Владыка повернулся в мою сторону.
– Вот как? – он отчасти разочарованно поцокал языком, – так ты желаешь идеального мира, где все живут в согласии друг с другом?
Я остро взглянул на него, сочтя его слова настоящим оскорблением, и фыркнул.
– Я похож на святого? Я, конечно, предпочитаю мир насилию. Но я не настолько глуп, чтобы верить в такие сказки, как мир во всем мире. Как тень не способна существовать без солнца, так и мир невозможен без войны. Чтобы кто-то жил в достатке, другой должен остаться ущемленным. Но я все равно верю, что этот мир можно сделать чуточку лучше.
– И чтобы ты сделал, будь у тебя для этого сила и власть?
– Я бы начал войну.
Владыка расхохотался.
– Отлично сказано! Удивительно, как ты похож на меня в юные годы! Если бы я мог иметь детей, то усомнился бы, действительно ли мы разной крови.

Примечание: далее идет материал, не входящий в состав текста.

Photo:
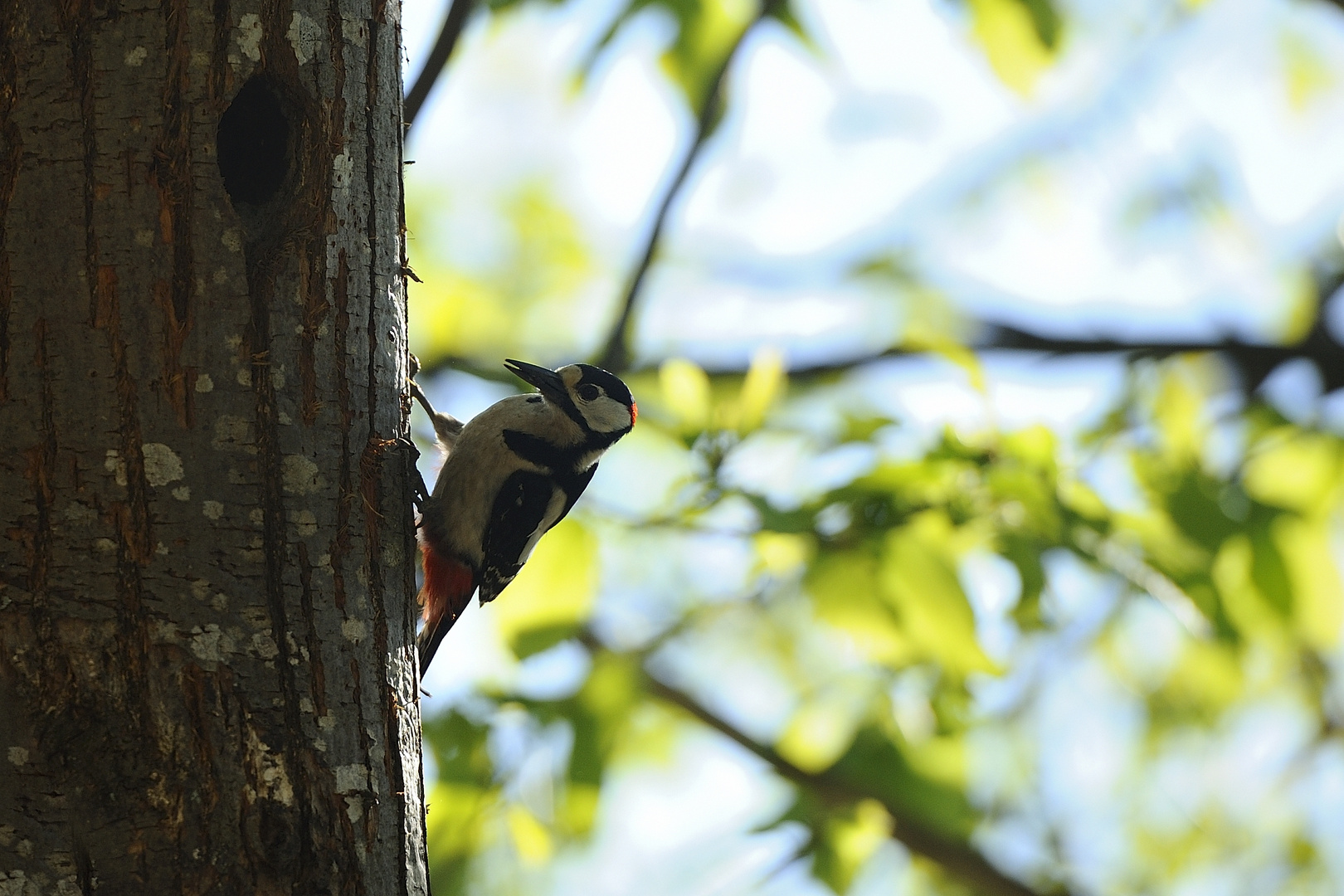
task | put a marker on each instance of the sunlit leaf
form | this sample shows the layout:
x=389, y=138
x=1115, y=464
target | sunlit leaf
x=921, y=582
x=1312, y=563
x=531, y=839
x=553, y=594
x=847, y=596
x=524, y=303
x=854, y=839
x=762, y=386
x=686, y=392
x=1019, y=38
x=1307, y=73
x=821, y=728
x=1296, y=470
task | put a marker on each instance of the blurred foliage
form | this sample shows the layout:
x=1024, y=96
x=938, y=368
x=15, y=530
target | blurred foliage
x=923, y=618
x=877, y=570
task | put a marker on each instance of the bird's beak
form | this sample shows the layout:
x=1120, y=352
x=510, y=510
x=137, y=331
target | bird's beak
x=548, y=382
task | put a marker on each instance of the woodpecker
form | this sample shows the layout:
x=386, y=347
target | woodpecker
x=509, y=475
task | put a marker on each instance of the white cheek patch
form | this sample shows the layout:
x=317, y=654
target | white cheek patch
x=606, y=416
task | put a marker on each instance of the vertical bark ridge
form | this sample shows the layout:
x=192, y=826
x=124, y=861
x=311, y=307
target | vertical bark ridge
x=11, y=153
x=371, y=468
x=171, y=173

Кажется, я даже немного сожалею о том, что мы так мало общались.
– Если вы в самом деле об этом сожалеете, тогда возьмите свой меч и проучите невежд, осаждающих замок, чтобы мы могли вдоволь наговориться. С вашей силой это не должно быть проблемой, разве нет?
Владыка приутих, задумчиво уставившись в небо за окном.
– Ты прав, это совсем не проблема.
– Тогда почему? Я не понимаю. Почему вы уже двадцать лет смиренно принимаете все, что происходит вокруг?
– Потому что я устал. – Его ответ был краток.
– Знаешь, Себастьян, я когда-то был таким же, как и ты. Молодым, горячим и полным амбиций… ну, дикая кровь, ты сам знаешь. Как и ты, я желал изменить весь этот мир, причем в лучшую сторону, прошу заметить. И ради этого я затеял грандиозную войну. И эту самую войну, начатую во имя мира, прозвали самой ужасной за всю историю существования континентов.
Владыка немного помолчал.
– И знаешь, что забавно? Те немногие существа, что застали те времена и что сумели дожить до сего дня, убеждены, что именно времена великой войны были самыми мирными временами для континента.
Внезапно раздался взрыв. Где-то совсем рядом. Видимо, захватчики уже вторглись на верхние этажи.
– Я уже слышал об этом, Владыка. Но что тогда произошло? Как так получилось, что вы проиграли и стали отшельником? Вы ведь были близки к победе.
– О, нет, мой мальчик. Я не был близок. Я победил. Стоило мне только щелкнуть пальцами, и…
– Без пяти минут вашей кончины, а вы как всегда ходите вокруг да около. Хотя бы перед смертью можете отказаться от этой дурной привычки? Я хочу знать, что вас изменило?
Владыка вздохнул.
– Это было прозрение… ох, знаю, звучит ужасно. Говорю совсем как сошедший сума старик. Но это правда, меня настигло прозрение. В тот момент, когда все закончилось, когда война близилась к своему смысловому концу и все враги, что противостояли мне, стояли передо мною на коленях и склоняли головы, в их глазах я не увидел ни страха, ни почтения. Понимаешь? В их черных зрачках, уставленных на меня, застыла лишь ненависть и желание отомстить. И увидев это, я осознал, что у меня осталось два выбора: оставить их в живых, чтобы в будущем они вернулись с вилами и топорами за моей головой, или убить их всех, стерев в порошок. Но если бы я выбрал второе, тогда, в чем был бы смысл? Зачем нужен мир, в котором никого нет? Вот тогда я и осознал, как ошибался. Я понял, что одним лишь насилием ничего не изменишь. В конце концов все, на что способно насилие – это ответное насилие. Кровь оплачивается лишь кровью. Так было, и так будет всегда. Совершив столько зла, загубив столько невинных душ, я превратил себя в чудовище. А у чудовища нет права на мир. И поэтому у меня остался лишь один выход, если я хочу все изменить. И потому ты здесь.